Hardwiring Happiness

Hardwiring Happiness

The New Brain Science of Contentment, Calm, and Confidence

Hardwiring Happiness

Hardwiring Happiness: The New Brain Science of Contentment, Calm, and Confidence shows you how to tap the hidden power of everyday experiences to change your brain and your life for the better.


The book has been endorsed by Stephen Porges, Thich Nhat Hanh, Dan Siegel, Kristin Neff, Paul Gilbert, Harville Hendrix, Geneen Roth, Jack Kornfield, Sara Gottfried, Tara Brach, Bill O'Hanlon, Sharon Salzberg, and many others. (See all the endorsements here.)


Using this book, you can beat the brain's negativity bias, which is like Velcro for negative experiences but Teflon for positive ones. This bias evolved to help ancient animals survive, but today it makes us feel needlessly frazzled, worried, irritated, lonely, inadequate, and blue.

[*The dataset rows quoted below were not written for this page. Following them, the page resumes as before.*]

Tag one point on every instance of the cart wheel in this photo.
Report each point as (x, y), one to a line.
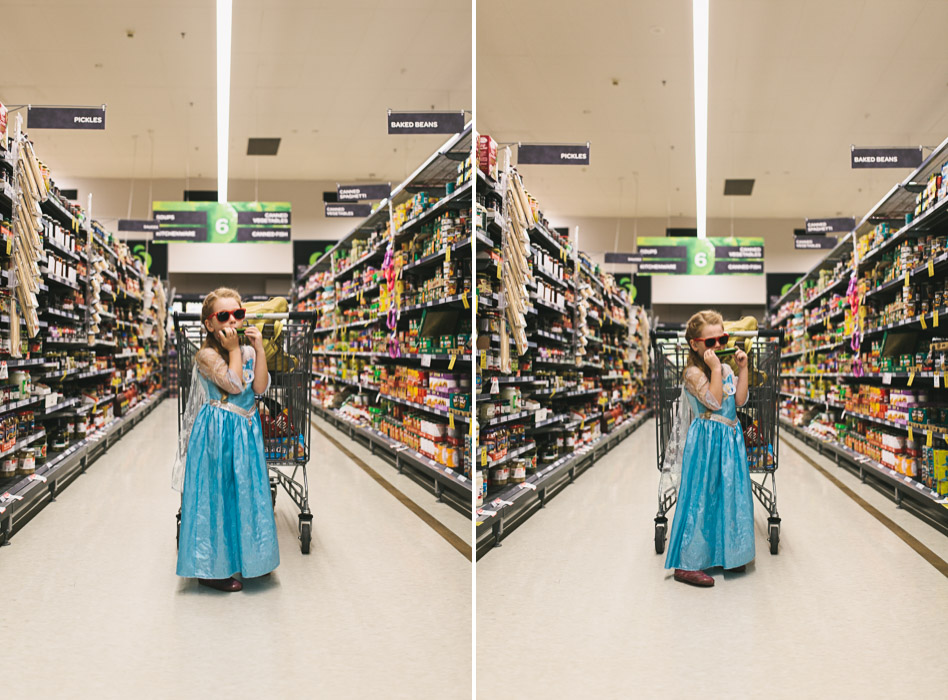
(660, 538)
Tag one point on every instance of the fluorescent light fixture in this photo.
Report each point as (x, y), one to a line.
(224, 18)
(701, 30)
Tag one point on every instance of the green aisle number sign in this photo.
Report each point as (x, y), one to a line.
(229, 222)
(701, 256)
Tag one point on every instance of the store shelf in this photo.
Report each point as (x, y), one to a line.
(901, 484)
(440, 478)
(507, 509)
(22, 497)
(458, 417)
(436, 258)
(442, 205)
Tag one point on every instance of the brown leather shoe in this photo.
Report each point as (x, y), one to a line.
(694, 578)
(228, 585)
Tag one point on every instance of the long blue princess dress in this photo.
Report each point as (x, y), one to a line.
(714, 518)
(227, 523)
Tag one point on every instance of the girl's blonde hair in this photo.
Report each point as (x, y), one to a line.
(207, 310)
(696, 324)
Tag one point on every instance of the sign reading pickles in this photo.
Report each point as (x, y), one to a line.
(701, 256)
(231, 222)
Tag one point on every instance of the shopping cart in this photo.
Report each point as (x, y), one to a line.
(758, 419)
(284, 409)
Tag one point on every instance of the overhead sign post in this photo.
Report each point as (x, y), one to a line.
(425, 122)
(543, 154)
(66, 118)
(699, 256)
(818, 226)
(347, 211)
(357, 193)
(227, 222)
(886, 157)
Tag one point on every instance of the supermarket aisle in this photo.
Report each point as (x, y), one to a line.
(579, 595)
(380, 608)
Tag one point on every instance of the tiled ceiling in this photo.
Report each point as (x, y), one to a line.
(792, 86)
(318, 75)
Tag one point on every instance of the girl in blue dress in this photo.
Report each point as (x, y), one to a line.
(714, 519)
(227, 523)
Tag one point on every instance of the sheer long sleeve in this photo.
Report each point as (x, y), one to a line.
(699, 386)
(212, 366)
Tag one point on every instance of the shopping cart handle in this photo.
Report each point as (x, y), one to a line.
(292, 316)
(762, 333)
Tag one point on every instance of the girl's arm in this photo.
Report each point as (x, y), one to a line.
(261, 376)
(741, 358)
(717, 376)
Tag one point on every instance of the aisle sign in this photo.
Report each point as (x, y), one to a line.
(355, 193)
(138, 225)
(886, 157)
(66, 118)
(542, 154)
(844, 225)
(348, 211)
(814, 242)
(701, 256)
(230, 222)
(154, 256)
(307, 252)
(425, 122)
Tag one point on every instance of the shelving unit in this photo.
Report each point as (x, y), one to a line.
(81, 364)
(392, 356)
(876, 409)
(556, 398)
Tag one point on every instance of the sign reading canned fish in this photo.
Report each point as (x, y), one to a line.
(886, 157)
(66, 118)
(355, 193)
(425, 122)
(541, 154)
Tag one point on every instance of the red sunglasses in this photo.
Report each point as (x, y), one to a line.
(711, 342)
(238, 315)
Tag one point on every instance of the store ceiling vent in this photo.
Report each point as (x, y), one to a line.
(262, 147)
(741, 188)
(200, 195)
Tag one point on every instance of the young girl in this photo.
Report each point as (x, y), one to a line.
(227, 523)
(714, 520)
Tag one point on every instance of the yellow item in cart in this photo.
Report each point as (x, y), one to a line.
(277, 360)
(748, 323)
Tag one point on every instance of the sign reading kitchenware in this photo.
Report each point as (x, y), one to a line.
(830, 225)
(66, 118)
(425, 122)
(886, 157)
(355, 193)
(701, 256)
(540, 154)
(348, 211)
(138, 225)
(230, 222)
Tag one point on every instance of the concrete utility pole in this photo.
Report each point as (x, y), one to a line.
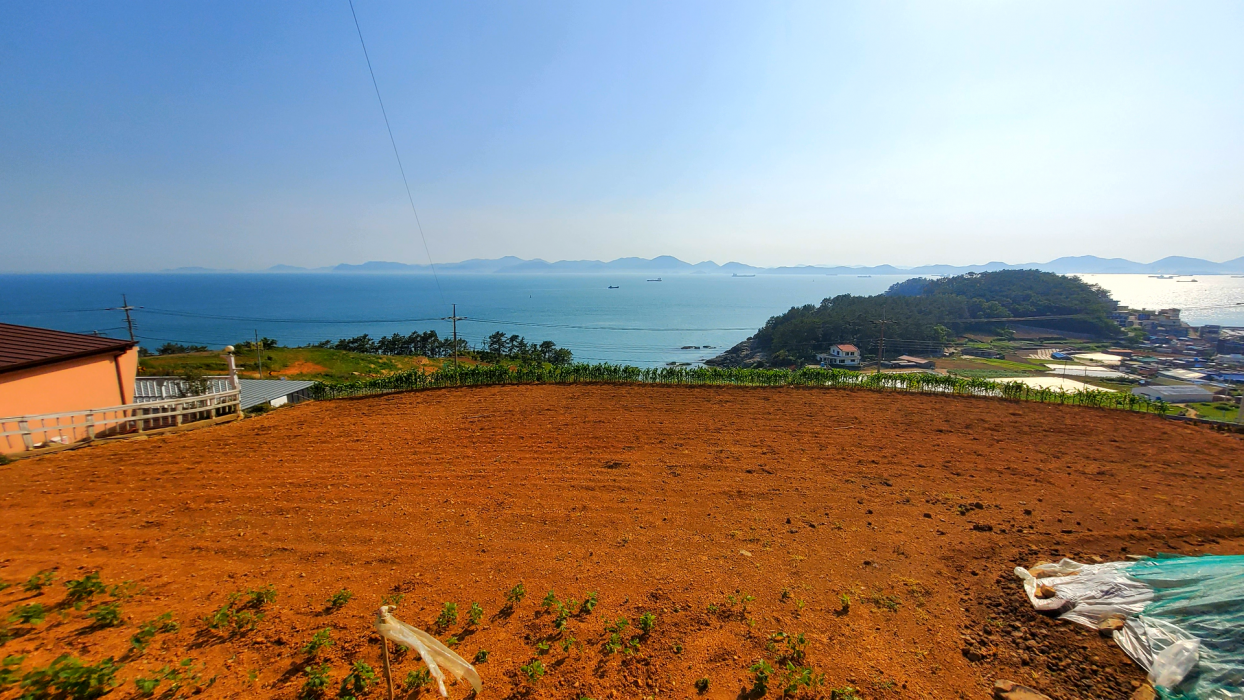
(129, 322)
(881, 354)
(455, 318)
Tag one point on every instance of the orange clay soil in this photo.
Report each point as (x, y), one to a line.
(729, 514)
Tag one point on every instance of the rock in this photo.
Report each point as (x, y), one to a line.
(1011, 690)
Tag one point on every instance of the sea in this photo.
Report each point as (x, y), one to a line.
(616, 318)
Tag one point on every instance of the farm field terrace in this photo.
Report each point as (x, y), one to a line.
(882, 527)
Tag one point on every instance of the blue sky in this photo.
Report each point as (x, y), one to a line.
(142, 136)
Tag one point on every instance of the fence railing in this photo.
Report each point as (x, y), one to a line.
(923, 383)
(29, 433)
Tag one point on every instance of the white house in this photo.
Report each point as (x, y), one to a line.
(840, 356)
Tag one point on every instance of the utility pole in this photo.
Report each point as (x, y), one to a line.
(881, 354)
(129, 321)
(455, 318)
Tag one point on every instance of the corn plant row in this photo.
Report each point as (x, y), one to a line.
(921, 383)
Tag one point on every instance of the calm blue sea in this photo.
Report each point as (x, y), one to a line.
(641, 322)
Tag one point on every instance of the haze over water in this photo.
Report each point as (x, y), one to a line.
(641, 322)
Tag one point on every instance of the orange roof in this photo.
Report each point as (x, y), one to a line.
(23, 346)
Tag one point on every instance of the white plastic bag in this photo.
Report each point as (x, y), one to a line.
(1174, 662)
(429, 648)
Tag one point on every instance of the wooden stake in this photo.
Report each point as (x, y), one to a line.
(388, 674)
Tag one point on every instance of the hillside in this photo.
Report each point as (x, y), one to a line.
(322, 364)
(733, 516)
(928, 313)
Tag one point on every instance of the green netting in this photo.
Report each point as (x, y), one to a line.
(1193, 598)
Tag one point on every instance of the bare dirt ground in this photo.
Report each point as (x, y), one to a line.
(698, 505)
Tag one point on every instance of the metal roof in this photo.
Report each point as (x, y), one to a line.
(23, 347)
(255, 392)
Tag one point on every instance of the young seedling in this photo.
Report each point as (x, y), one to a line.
(338, 599)
(533, 669)
(515, 596)
(36, 583)
(358, 680)
(69, 676)
(321, 639)
(760, 672)
(647, 621)
(107, 614)
(448, 617)
(316, 681)
(589, 603)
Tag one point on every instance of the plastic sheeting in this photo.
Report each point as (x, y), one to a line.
(429, 648)
(1183, 617)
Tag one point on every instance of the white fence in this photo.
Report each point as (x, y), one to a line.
(29, 433)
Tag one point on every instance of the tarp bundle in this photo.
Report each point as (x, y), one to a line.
(1182, 617)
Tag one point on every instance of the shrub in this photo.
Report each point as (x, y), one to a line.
(448, 617)
(321, 639)
(533, 669)
(760, 672)
(32, 613)
(70, 678)
(589, 603)
(360, 678)
(9, 668)
(82, 589)
(338, 599)
(316, 681)
(647, 621)
(107, 614)
(36, 583)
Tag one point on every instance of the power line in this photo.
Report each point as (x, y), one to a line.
(396, 154)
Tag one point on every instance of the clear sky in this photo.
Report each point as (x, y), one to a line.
(142, 136)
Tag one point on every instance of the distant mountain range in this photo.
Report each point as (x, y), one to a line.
(669, 265)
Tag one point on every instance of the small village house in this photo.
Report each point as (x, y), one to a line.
(840, 356)
(44, 371)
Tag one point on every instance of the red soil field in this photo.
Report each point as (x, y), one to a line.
(729, 514)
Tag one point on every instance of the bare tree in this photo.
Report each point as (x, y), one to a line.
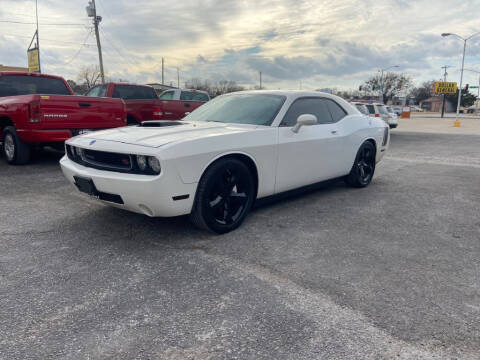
(392, 83)
(89, 76)
(216, 88)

Instead, in just a few seconds at a time in the flow of daily life, you can turn your experiences - the pleasure in a cup of coffee, the accomplishment in finishing a tricky email, the warmth from a friend's smile - into lasting inner strengths built into your brain, such as resilience, balance, and positive emotions.


Grounded in neuroscience, Hardwiring Happiness is super practical, full of easy-to-use methods and guided practices to grow a steady well-being, self-worth, and inner peace. And it has special sections on children, motivation, relationships, trauma, and spiritual practice.


The book also covers managing the Stone Age brain for life in the 21st century. It tells you how to take in experiences of your core needs being met, so that you gradually leave the "red zone" of fight-flight-freeze stress and get centered in the brain's "green zone" in which you feel an ongoing ease, fulfillment, and love - even while you deal with life's challenges.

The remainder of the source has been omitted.